Bread dumplings with creamy chanterelle sauce
Ready in: 1:21 h
Preparation time: 20 min.
Created on: 29.11.2018
- Cut the rolls into dice measuring 1.5 cm, put into a bowl and pour the milk on top. Allow to steep for 10 minutes.
- In the meantime, wash the parsley and shake dry. Remove the leaves from the stalks and put into the blender jug. With the measuring beaker in place, chop for 8 seconds/speed setting 6. Then decant.
- Peel and quarter the onion and, with the measuring beaker in place, chop in the blender jug with the turbo button/2 seconds. Use the spatula to scrape down the inside of the blender jug.

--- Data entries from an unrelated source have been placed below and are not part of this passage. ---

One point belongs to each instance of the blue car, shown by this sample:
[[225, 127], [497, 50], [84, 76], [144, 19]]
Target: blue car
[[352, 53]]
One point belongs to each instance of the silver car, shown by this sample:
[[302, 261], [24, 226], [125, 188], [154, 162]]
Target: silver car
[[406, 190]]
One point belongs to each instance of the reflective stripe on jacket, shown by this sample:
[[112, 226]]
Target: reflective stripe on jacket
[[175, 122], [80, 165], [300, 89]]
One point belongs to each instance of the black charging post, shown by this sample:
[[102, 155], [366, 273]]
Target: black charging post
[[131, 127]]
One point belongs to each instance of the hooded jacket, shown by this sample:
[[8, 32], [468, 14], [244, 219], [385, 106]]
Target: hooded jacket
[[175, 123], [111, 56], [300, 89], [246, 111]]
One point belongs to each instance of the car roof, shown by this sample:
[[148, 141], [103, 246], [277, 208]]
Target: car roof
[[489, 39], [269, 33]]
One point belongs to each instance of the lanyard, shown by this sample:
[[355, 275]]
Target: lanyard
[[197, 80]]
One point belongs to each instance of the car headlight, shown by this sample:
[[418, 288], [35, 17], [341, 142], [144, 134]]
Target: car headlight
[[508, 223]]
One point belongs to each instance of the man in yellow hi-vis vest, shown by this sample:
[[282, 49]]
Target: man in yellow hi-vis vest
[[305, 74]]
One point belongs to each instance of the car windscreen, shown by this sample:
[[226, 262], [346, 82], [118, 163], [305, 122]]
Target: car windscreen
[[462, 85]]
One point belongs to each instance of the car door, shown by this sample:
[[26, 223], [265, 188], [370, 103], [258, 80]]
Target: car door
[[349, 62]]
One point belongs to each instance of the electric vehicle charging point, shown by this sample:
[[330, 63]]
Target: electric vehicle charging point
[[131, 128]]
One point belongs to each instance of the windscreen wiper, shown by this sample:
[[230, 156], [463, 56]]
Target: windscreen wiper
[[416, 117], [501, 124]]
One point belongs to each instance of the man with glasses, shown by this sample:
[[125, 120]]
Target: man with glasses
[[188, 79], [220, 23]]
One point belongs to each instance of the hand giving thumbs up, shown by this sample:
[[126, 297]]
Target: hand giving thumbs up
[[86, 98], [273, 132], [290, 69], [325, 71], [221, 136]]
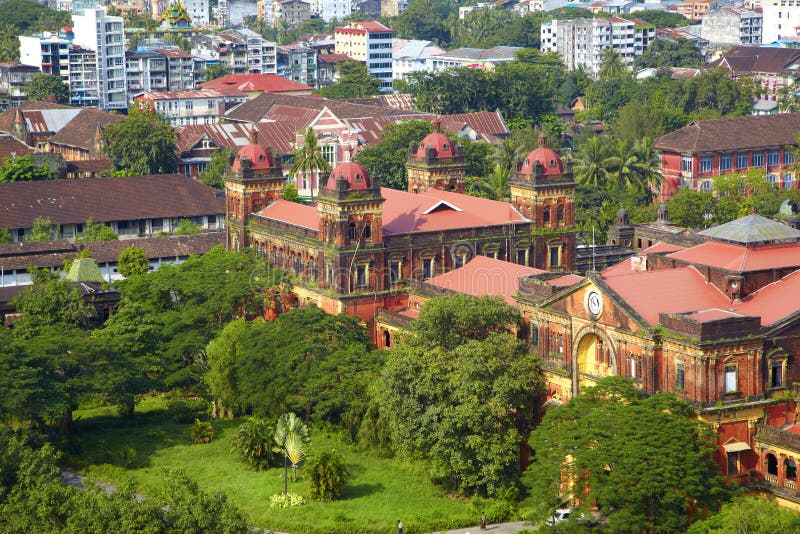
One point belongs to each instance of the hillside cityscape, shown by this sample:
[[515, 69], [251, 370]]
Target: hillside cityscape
[[356, 266]]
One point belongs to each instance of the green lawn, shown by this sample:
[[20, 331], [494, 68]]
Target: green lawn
[[380, 491]]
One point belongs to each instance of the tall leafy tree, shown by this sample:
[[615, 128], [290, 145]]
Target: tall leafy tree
[[309, 162], [47, 87], [141, 144], [647, 464], [460, 392]]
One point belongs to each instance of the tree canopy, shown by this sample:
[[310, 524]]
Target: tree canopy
[[646, 463], [141, 144], [459, 391]]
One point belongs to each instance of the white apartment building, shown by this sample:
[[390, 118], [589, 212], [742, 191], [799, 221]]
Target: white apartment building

- Add the butter in chunks and, the measuring beaker not inserted, sweat with the roast button/4 minutes/100 °C.
- Remove ⅔ of the onions from the blender jug and add to the bread mixture. Leave the remaining onions in the blender jug.
- Also add ⅔ of the parsley to the bowl with the bread mixture. Add the eggs, flour, ½ teaspoon of salt and 1 pinch of nutmeg and mix everything together thoroughly by hand. If the mixture is too dry, simply add a little milk to it. If the mixture is too wet, you can add a little more flour to it.
- With damp hands, make four large dumplings from the mixture and place them in the deep steamer basket.
- Pour the vegetable stock at room temperature and cream into the blender jug.
- Trim the chanterelles and also add them to the blender jug. Attach the deep steamer basket containing the dumplings, close and steam with the reverse button/40 minutes/speed setting 1/120 °C. Check to see if the dumplings are cooked, and, if necessary, steam for a little longer.
- Once the cooking time has elapsed, put the deep steamer basket containing the dumplings to one side, still closed.
- Put the soured cream and the remaining parsley into the sauce in the blender jug and, with the measuring beaker in place, mix together with the reverse button/5 seconds/speed setting 2.
- If necessary, you can thicken the sauce a little. To do this, stir the cornflour in 3 tablespoons of cold water and add to the sauce. Then, with the measuring beaker in place, boil with the reverse button/7 minutes/speed setting 1/100 °C.
- Season the chanterelle sauce to taste with salt and pepper and, with the measuring beaker in place, stir in with the reverse button/30 seconds/speed setting 2, and serve with the dumplings.